Seriously - it sounds as if you have reservations about your ability to do the job, and there's nothing wrong with that.  No one is an expert in all areas, and if your specialty is singles, and not groups, so be it.  Just because you have an enquiry does NOT mean you have to take the job.  There's nothing wrong with a, "Thank-you for your enquiry.  While I would love to work with you, family portraiture is not an aware in which I normally work, and I would be pleased to recommend <Other photographer's name> as someone who specializes in that field."


----------



## Derrel (Nov 5, 2015)

Pretty good advice above from tirediron. Your profile doesn't say where you're located, but nice golden hour sunsets like the ones above are not guaranteed this time of year in many places, plus the light level is low, very low. Group shots can be challenging, and you don't mention the age of the children. At some ages, children can be very difficult to photograph, especially in a family shoot situation. I would not do the shoot if you have even the slightest reservations about it.


----------



## Designer (Nov 5, 2015)

DoctorDino said:


> .. unposed family portraits,


Technically, they would be "informal" portraits.  

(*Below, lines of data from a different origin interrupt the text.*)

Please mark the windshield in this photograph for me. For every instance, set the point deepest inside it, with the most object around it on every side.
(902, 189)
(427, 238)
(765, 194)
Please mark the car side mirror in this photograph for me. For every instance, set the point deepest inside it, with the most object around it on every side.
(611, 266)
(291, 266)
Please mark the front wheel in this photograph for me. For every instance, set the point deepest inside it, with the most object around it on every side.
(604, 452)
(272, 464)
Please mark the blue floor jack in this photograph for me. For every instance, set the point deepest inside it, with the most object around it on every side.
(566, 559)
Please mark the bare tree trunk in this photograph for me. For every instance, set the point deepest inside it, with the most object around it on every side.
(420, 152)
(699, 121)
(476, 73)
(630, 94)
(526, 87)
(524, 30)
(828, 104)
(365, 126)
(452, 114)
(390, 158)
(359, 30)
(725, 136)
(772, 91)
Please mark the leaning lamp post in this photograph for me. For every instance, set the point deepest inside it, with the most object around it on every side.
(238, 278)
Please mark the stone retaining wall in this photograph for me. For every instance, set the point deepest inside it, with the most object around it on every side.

Unposed would mean candid, which I am guessing is not what they want.


----------



## imagemaker46 (Nov 5, 2015)

Sounds like you need a lot more information from this family. If they want a photojournalist/day in the life type  shoot where you spend several hours with them shooting long lens, it would probably work, but they would have to be ready to pay a full day rate for the work.


----------